If the prices increase I wonder how tough it would be to unload them in a couple years without creating a glut.

[/quote]

Clever little scheme, for the banks I mean. They will rent out those places they repossesed – they don’t have to unload them any time soon. no hurry. In the longer run it may make more sense to get some income from rents than to dump them in the next few years. They can wait until the prices are ‘right’.
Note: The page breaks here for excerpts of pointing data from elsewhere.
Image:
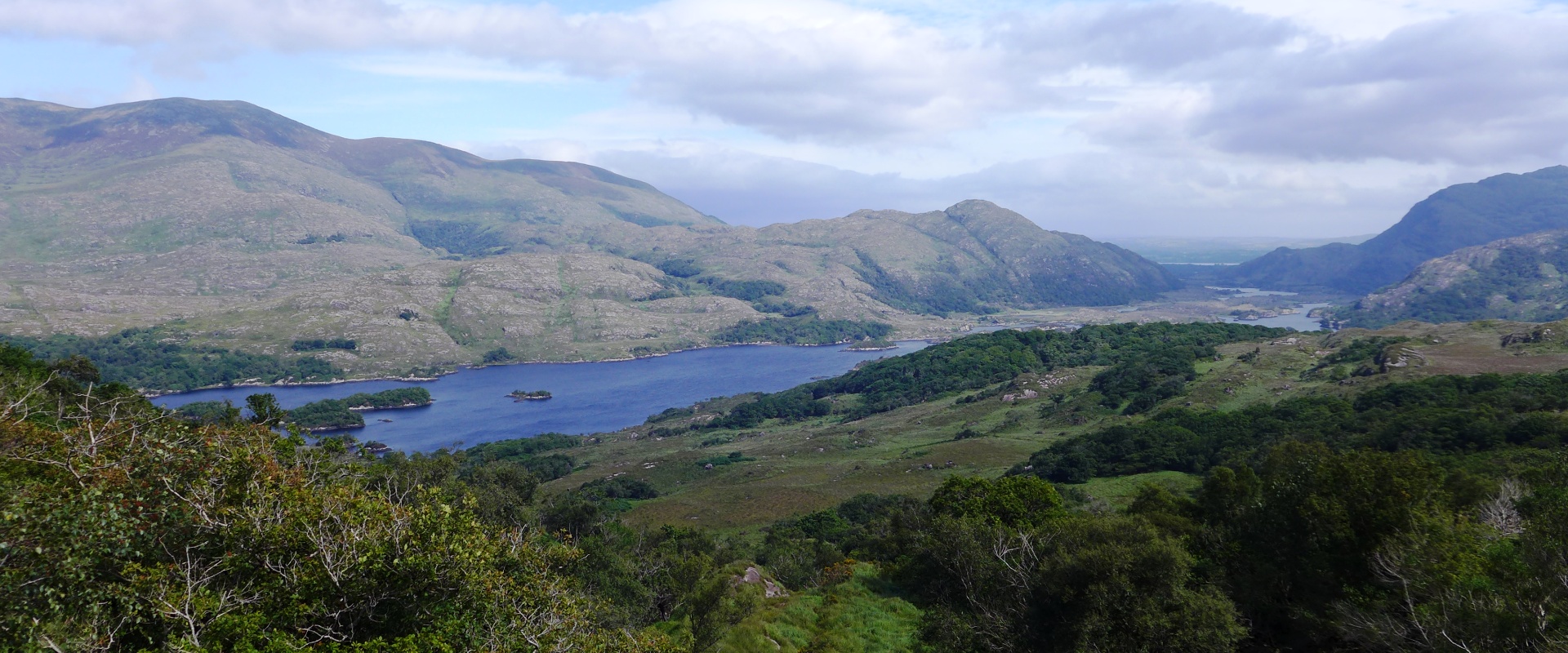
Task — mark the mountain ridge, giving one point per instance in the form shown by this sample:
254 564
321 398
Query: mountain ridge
1457 216
252 230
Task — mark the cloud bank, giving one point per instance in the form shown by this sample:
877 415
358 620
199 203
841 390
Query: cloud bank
1186 110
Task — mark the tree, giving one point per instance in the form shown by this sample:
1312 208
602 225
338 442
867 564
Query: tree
265 409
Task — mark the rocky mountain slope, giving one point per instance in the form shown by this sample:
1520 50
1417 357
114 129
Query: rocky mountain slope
248 230
1457 216
1509 279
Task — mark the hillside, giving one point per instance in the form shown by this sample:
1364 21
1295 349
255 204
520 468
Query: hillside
1508 279
237 228
1118 487
1457 216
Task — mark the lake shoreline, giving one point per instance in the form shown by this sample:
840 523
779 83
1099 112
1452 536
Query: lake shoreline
412 380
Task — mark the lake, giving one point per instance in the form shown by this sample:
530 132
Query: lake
1297 322
472 406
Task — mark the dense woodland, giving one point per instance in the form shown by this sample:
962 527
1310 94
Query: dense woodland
802 331
1520 284
1424 516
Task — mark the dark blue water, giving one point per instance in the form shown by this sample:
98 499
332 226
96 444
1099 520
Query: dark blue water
472 406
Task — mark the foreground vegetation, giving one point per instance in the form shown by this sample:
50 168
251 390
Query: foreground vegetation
1382 513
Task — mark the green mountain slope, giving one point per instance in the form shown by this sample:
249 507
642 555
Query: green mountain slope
243 229
1508 279
1457 216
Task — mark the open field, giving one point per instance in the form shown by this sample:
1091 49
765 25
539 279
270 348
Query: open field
787 469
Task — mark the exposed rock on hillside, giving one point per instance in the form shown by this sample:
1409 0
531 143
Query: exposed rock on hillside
1457 216
255 230
1509 279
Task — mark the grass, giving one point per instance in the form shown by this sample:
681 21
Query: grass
1118 491
852 615
821 462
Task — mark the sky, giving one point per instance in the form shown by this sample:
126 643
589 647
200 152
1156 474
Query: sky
1249 118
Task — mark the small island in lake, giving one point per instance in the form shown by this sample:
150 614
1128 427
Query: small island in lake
872 345
344 414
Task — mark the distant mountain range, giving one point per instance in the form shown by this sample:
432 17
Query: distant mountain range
1457 216
1520 279
250 230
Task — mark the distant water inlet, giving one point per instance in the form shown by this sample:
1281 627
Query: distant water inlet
475 406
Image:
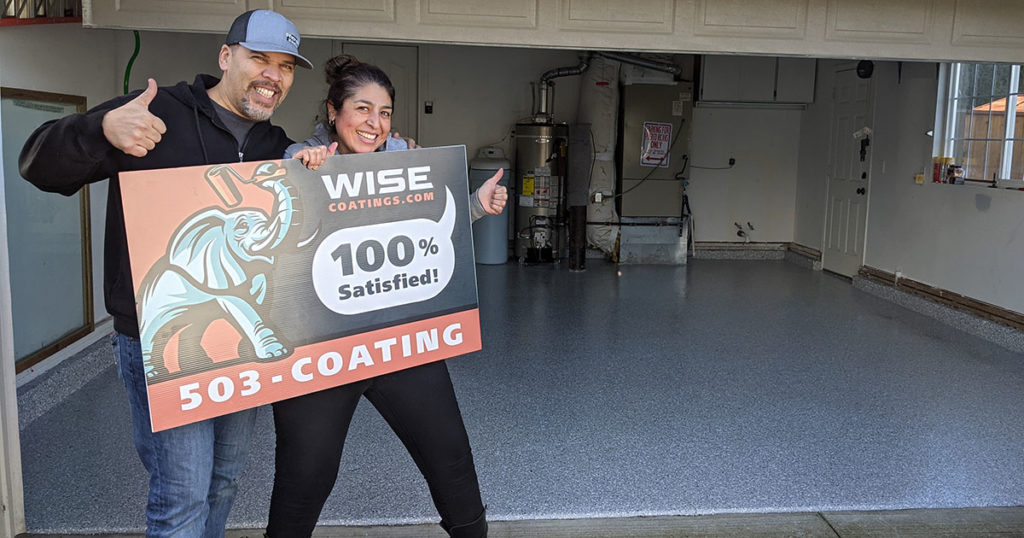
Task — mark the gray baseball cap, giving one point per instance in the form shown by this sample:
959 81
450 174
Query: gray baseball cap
266 31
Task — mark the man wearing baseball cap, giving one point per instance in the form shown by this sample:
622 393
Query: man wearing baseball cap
193 468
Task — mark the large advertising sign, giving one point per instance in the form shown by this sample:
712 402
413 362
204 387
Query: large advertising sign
257 282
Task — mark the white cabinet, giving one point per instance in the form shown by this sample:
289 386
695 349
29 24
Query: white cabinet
795 80
757 79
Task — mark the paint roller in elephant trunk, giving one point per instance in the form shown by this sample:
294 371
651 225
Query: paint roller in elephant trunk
371 267
222 178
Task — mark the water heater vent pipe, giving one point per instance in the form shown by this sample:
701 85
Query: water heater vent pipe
543 116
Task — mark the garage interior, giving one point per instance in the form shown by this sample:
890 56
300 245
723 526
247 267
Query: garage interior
701 362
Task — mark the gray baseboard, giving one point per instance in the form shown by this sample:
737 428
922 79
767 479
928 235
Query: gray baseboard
996 333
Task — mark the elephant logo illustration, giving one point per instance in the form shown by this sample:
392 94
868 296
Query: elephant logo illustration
214 269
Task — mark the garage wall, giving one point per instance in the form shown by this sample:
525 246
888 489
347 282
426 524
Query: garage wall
760 189
969 240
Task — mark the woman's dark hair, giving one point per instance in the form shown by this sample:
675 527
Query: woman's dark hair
344 75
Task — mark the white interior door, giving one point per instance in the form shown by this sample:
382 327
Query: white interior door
401 66
849 166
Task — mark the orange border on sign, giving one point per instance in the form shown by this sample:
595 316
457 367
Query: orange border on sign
301 372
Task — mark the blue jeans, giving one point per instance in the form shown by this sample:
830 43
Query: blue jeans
194 468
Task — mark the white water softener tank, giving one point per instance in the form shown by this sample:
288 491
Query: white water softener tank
491 233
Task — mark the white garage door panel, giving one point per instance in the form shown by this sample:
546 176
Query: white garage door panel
786 18
906 21
929 30
499 13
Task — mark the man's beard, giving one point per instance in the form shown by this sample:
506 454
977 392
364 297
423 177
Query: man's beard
256 113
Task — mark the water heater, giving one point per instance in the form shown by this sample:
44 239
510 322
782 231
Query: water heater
540 213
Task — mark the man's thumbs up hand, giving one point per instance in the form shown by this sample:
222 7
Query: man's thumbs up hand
131 128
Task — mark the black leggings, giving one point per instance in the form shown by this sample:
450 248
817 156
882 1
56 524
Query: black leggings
419 404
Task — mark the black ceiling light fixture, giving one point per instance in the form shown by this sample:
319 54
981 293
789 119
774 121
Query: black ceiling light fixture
864 69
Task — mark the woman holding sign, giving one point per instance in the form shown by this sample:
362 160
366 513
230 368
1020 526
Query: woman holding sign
418 403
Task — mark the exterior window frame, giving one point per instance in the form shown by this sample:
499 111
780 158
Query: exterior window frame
947 121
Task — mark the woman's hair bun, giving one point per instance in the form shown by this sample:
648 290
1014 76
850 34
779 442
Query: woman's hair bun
336 67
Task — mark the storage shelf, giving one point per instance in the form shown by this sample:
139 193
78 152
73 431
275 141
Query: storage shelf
15 22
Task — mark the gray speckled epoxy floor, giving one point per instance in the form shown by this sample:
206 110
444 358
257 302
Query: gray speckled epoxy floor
719 386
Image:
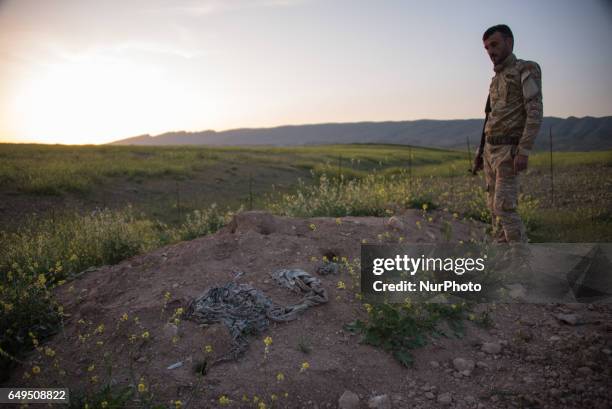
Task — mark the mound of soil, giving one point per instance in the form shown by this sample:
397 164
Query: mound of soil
528 358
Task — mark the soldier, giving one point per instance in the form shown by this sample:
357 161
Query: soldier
514 116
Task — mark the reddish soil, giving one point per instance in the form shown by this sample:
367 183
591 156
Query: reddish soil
543 363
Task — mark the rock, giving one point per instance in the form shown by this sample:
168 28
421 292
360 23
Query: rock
491 347
469 399
445 398
395 223
570 319
170 330
348 400
482 365
462 365
175 365
380 402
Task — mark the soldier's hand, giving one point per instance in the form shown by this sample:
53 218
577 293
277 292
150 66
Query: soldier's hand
478 164
520 163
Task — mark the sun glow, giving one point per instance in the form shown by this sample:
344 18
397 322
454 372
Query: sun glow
95 100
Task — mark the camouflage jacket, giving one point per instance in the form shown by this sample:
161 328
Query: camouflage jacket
516 102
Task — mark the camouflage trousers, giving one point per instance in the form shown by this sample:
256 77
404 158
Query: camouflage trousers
502 193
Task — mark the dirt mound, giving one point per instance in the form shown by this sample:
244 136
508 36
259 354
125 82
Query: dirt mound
122 326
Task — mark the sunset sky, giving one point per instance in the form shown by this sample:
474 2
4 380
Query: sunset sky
80 71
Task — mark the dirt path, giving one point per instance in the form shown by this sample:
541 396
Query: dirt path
527 359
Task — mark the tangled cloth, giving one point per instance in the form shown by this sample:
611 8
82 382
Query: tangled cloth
245 310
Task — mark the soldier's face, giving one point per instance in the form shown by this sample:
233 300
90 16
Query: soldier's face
498 47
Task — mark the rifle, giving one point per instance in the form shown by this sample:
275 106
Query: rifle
478 161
Bye-bye true bottom that everybody was waiting for! Bye-bye shadow inventory! If you haven’t bought by now, you’ll be priced out forever. Especially if they raise the mortgage rates. Prices WILL increase, especially with the paucity of inventory. Hello, sellers market, hello, bubble!

sreeb
15 years ago
Reply to  Scarlett

Banks can be successful
Banks can be successful landlords while they get very low interest rates but that won’t last for ever. Essentially all their money is adjustable rate and short term. Renting out properties may ease their short term pain but higher rates will bring a perfect storm as their costs increase, defaults and forclosures rise, and qualified buyers vanish. Renting out properties won’t smooth the crash, it will aggravate it.

Scarlett
15 years ago
Reply to  sreeb

sreeb wrote:Banks can be
[quote=sreeb]Banks can be successful landlords while they get very low interest rates but that won’t last for ever. Essentially all their money is adjustable rate and short term. Renting out properties may ease their short term pain but higher rates will bring a perfect storm as their costs increase, defaults and forclosures rise, and qualified buyers vanish. Renting out properties won’t smooth the crash, it will aggravate it.

[/quote]
How do you know they won’t get very low interest rates long term? Maybe the government will lend them money for nearly 0 interest forever, or at least 10 years. It’s unbelievable to what lengths the government might go, nothing surprises me anymore.

urbanrealtor
15 years ago

I would agree except that, as
I would agree except that, as you have pointed out to me before, we are not just dealing with a single equilibrium price equation. We are dealing with about 3. Those are for property, money, and (weirdly)bad money. I think it is safe to say that bad money as an item for sale is less available now than before (though I have said that before and been woefully wrong). Money is still cheap (though not as cheap as before). Property is also very cheap (though that varies depending on economic and geographic market segment).

I think some areas (again both geographically and financially)get an almost cartoonish V and others get a sort of flaccid L.

Thoughts from the peanut gallery?

Anonymous
Anonymous
15 years ago
Reply to  urbanrealtor

There is faster turn over
There is faster turn over right now. There a are a lot of guys out there buying up 20 homes for rentals.